Indeed, what happened to Facebook and Twitter in 2022 should put to bed the hubristic declarations of people like Sen. Elizabeth Warren (D–Mass.), who has argued for government action to break up Big Tech. The market is beating her to it.

Facebook's revenue and user base are spiraling downward, and the site's parent company, Meta, announced in November that it was laying off 11,000 workers. Zuckerberg had a rough year, but Musk might have had it even worse. He lost $25 billion on January 27 after Tesla announced that it would delay delivering some vehicles due to supply chain issues. That was the fourth-steepest one-day drop in a person's wealth in the history of Bloomberg's personal wealth index. And that was well before Musk decided to go on his ego-driven Twitter misadventure, which has blown another $39 billion hole in his net worth, according to Bloomberg's numbers. Users unhappy with Musk's leadership have fled to other platforms, accelerating an existing trend of greater competition and fragmentation in social media.

Call it creative destruction. Call it voting with your virtual feet—like the ones that might someday be attached to those weird avatars in the metaverse. Either way, it should inject some much-needed humility into the debate over the future of Big Tech.

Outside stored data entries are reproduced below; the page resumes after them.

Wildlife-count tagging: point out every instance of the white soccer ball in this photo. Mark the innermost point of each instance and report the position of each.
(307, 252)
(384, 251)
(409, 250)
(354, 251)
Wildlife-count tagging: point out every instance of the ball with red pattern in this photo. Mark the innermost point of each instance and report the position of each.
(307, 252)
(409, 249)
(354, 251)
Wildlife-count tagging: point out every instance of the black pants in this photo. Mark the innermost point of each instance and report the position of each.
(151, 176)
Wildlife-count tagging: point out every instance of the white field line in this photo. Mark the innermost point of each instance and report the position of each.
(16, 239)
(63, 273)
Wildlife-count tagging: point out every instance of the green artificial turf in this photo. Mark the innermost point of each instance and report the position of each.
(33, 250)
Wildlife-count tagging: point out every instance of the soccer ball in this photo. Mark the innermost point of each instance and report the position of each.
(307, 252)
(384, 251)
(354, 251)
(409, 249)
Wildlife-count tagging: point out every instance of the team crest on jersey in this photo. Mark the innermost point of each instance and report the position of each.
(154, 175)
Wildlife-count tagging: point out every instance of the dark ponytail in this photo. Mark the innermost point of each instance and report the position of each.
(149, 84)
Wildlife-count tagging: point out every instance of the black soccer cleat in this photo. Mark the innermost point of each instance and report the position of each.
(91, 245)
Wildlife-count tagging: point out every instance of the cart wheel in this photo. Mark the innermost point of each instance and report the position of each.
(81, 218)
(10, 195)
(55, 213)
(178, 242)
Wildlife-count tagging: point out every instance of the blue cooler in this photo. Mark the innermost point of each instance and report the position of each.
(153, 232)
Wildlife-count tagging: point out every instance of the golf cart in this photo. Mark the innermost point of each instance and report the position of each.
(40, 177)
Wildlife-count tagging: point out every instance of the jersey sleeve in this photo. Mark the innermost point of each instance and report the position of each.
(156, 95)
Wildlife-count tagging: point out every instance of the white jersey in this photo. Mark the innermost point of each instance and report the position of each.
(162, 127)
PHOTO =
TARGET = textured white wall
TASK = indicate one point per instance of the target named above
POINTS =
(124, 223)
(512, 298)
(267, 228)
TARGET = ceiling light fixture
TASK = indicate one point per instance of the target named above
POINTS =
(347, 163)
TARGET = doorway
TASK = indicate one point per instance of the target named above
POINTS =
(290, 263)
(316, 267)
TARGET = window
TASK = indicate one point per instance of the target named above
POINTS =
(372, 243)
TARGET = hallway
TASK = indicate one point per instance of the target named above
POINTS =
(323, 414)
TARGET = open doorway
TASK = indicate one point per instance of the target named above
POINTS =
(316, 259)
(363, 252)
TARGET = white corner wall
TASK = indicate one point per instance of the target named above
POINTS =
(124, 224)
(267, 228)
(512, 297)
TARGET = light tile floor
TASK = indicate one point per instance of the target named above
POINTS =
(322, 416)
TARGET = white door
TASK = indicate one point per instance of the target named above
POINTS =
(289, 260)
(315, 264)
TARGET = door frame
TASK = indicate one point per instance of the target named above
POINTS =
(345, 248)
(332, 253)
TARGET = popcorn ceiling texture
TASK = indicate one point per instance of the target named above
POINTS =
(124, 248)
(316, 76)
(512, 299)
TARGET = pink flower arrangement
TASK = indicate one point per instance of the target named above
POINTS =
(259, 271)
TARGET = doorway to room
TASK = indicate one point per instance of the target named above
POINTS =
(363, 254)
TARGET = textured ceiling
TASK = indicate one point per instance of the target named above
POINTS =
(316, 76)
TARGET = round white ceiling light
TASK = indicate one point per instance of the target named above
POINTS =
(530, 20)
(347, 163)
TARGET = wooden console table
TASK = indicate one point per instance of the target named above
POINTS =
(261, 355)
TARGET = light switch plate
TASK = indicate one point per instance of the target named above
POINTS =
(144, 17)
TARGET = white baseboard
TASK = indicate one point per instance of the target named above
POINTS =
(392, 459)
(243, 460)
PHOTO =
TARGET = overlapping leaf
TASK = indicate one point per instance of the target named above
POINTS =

Meanwhile, Putin wasn't the only foreign leader left exposed by overconfidence this year. China's handling of the COVID-19 pandemic had been a point of national pride, and had been offered as evidence that authoritarian countries were better equipped to handle modern crises than democracies. Then, a new wave of the virus exposed the problems with China's zero COVID strategy—and protests against the resulting lockdowns forced the government to ease some of its strictest rules, including allowing people with mild cases to quarantine at home rather than in mass quarantine facilities. "Even in a historically authoritarian country, you can only keep your boot on someone's neck for so long," Reason's Emma Camp observed earlier this month.

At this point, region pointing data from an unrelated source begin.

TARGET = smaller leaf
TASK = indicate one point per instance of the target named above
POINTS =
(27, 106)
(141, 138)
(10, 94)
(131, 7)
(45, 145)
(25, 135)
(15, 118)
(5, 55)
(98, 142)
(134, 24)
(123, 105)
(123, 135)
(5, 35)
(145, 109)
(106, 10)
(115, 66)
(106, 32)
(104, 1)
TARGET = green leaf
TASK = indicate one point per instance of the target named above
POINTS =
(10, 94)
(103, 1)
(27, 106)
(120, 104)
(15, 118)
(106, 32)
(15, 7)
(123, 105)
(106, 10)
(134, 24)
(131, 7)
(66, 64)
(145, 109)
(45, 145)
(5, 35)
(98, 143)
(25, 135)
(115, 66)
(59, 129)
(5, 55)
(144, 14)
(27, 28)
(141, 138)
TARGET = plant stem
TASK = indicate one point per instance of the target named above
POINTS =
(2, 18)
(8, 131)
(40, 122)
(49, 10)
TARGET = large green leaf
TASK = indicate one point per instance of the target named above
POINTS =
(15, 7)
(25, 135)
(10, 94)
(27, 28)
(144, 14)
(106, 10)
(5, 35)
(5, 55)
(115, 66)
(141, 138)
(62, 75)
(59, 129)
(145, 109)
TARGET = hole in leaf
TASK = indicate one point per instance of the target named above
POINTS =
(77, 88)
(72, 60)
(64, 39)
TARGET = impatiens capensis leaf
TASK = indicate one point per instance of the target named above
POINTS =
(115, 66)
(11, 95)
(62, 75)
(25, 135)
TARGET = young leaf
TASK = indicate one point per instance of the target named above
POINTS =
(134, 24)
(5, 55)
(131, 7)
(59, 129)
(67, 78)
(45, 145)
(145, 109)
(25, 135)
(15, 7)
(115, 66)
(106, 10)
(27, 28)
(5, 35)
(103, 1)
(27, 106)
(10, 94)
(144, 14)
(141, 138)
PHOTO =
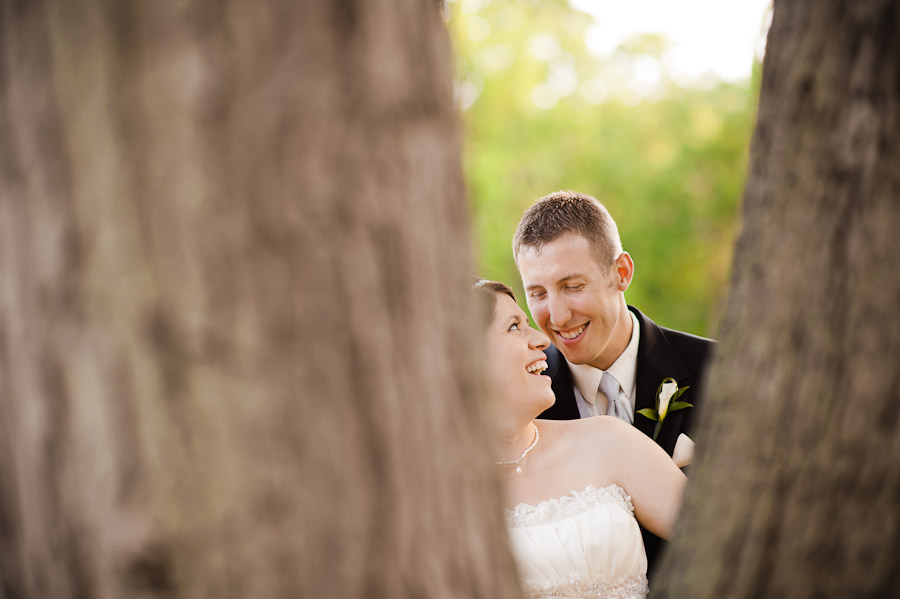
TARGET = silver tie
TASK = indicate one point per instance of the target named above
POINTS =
(609, 386)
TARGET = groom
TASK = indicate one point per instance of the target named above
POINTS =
(607, 357)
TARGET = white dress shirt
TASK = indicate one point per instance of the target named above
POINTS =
(591, 402)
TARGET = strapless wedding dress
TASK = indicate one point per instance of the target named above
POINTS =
(586, 544)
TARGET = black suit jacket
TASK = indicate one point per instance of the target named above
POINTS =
(662, 353)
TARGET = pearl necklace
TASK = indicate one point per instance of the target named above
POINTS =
(537, 437)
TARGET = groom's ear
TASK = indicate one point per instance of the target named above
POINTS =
(624, 271)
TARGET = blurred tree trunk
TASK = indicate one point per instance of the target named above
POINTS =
(797, 482)
(234, 351)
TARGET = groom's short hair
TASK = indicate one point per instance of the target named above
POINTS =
(563, 212)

American leaders who fret about the threat of a rising China—and who use that threat to counterproductively make America more like China—should take notice. China's zero COVID strategy has also sunk its economy and lowered expectations for the near future. "Until recently, many economists assumed China's gross domestic product measured in U.S. dollars would surpass that of the U.S. by the end of the decade," The Wall Street Journal reported in October. Now, more are wondering "if it ever will."

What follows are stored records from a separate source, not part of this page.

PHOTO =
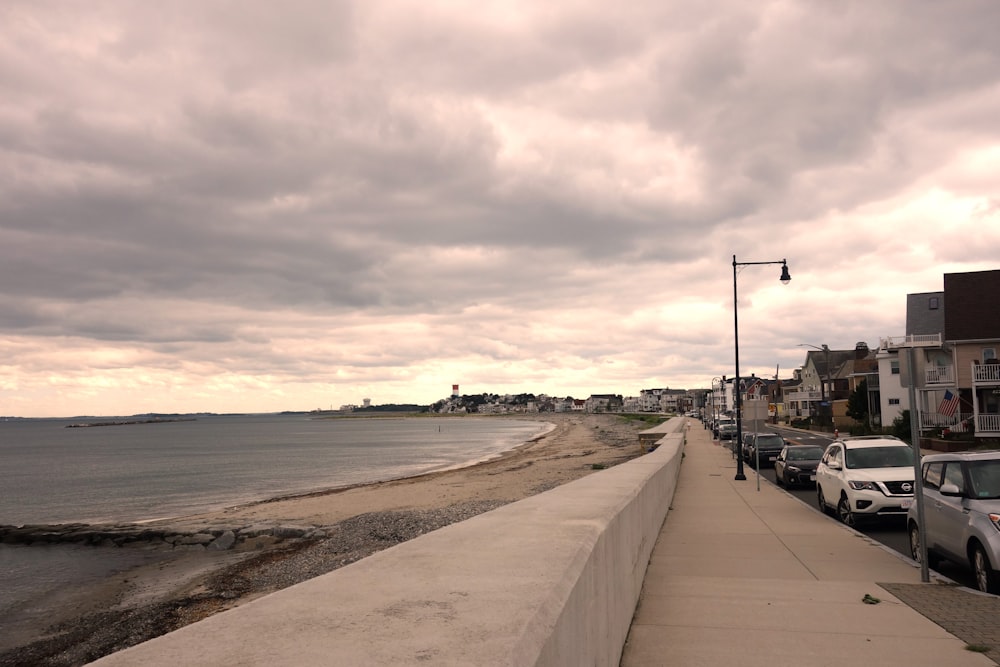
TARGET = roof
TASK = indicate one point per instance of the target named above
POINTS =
(992, 454)
(872, 441)
(924, 313)
(973, 305)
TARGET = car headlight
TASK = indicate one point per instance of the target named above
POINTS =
(864, 486)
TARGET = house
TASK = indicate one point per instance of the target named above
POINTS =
(955, 374)
(925, 335)
(604, 403)
(827, 379)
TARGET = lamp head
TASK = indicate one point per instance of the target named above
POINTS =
(785, 278)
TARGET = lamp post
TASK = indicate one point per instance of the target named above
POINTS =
(825, 349)
(785, 278)
(715, 406)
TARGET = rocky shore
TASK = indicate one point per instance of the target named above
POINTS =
(217, 561)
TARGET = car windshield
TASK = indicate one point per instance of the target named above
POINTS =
(805, 453)
(879, 457)
(985, 479)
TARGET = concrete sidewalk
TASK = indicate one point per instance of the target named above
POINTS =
(746, 577)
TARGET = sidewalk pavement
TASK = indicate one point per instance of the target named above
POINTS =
(746, 577)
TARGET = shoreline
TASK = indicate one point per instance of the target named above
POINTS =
(349, 523)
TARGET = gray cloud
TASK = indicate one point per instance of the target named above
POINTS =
(249, 206)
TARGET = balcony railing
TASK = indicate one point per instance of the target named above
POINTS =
(940, 375)
(913, 340)
(929, 420)
(988, 425)
(986, 373)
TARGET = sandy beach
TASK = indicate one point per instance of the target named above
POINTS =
(185, 587)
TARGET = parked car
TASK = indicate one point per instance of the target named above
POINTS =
(961, 499)
(764, 448)
(865, 478)
(727, 431)
(745, 445)
(796, 465)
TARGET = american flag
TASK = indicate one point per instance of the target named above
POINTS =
(949, 404)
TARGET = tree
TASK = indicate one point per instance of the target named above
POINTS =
(857, 403)
(901, 426)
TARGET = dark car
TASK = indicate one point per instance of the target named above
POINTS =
(727, 431)
(796, 465)
(745, 446)
(764, 449)
(961, 514)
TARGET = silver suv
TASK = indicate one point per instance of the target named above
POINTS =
(961, 513)
(865, 477)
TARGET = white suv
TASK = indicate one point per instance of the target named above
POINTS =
(866, 477)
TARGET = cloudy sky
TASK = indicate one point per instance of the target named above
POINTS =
(259, 206)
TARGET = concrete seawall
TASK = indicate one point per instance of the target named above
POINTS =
(550, 580)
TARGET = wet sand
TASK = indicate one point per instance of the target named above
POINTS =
(185, 587)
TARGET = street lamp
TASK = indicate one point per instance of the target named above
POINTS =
(785, 278)
(822, 383)
(715, 406)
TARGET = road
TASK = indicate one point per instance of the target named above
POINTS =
(891, 533)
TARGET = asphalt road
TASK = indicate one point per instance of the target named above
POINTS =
(891, 533)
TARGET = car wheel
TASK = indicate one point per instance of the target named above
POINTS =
(932, 560)
(821, 501)
(844, 512)
(986, 576)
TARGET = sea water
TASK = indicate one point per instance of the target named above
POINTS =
(135, 472)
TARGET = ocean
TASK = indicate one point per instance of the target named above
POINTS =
(144, 471)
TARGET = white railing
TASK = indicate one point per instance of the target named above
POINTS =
(986, 373)
(987, 424)
(929, 420)
(913, 340)
(939, 375)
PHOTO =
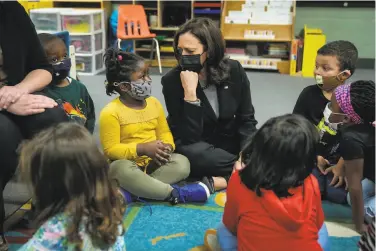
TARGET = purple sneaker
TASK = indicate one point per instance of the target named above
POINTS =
(127, 196)
(194, 192)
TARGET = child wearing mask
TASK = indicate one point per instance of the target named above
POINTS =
(71, 94)
(335, 63)
(352, 109)
(136, 138)
(273, 200)
(77, 206)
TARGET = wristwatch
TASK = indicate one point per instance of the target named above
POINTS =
(196, 102)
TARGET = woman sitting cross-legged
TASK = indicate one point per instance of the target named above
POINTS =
(135, 136)
(209, 104)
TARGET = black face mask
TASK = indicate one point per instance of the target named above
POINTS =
(191, 62)
(61, 70)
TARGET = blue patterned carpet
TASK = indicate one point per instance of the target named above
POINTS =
(159, 226)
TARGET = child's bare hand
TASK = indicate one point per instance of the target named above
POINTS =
(154, 150)
(338, 176)
(322, 164)
(168, 148)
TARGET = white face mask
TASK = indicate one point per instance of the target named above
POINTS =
(327, 112)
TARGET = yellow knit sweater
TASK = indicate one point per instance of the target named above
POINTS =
(121, 128)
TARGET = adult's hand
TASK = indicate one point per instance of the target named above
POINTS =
(29, 104)
(338, 176)
(189, 80)
(10, 95)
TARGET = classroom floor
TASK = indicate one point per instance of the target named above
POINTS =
(272, 94)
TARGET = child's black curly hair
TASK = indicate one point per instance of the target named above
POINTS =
(345, 51)
(280, 155)
(362, 96)
(119, 67)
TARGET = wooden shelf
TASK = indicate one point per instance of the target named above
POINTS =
(207, 5)
(148, 49)
(283, 33)
(235, 32)
(256, 40)
(164, 28)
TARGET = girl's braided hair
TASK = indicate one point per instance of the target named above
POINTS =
(119, 67)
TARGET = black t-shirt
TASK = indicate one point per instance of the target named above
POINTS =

Politically, it seems like the year of hubris has once again demonstrated why democracy is the least-bad form of government. Democratic countries still make big mistakes of course, but it's more difficult to launch a massively destructive war or lock your own citizens inside their homes for extended periods of time when you have to occasionally gain the consent of the governed to stay in power.

China's economic issues are tied up in its authoritarian ones. Simply put, democracies seem better positioned to handle a world where everything is in constant flux because elections serve as a sort of market mechanism.

"Authoritarian systems have a tendency toward groupthink and ideological rigidity, frequently proving unwilling or unable to properly assess information and change course when existing policies prove disastrous," Vox senior correspondent Zach Beauchamp wrote earlier this month. During 2022, he wrote, "authoritarian governments that were supposed to outcompete democracy floundered, while some of the biggest democracies staved off major internal challenges."

All governments are susceptible to hubris by their very nature. But democracy, like a free market, injects humility and uncertainty into the system. Those are benefits, not flaws. That's something I can say with utter confidence.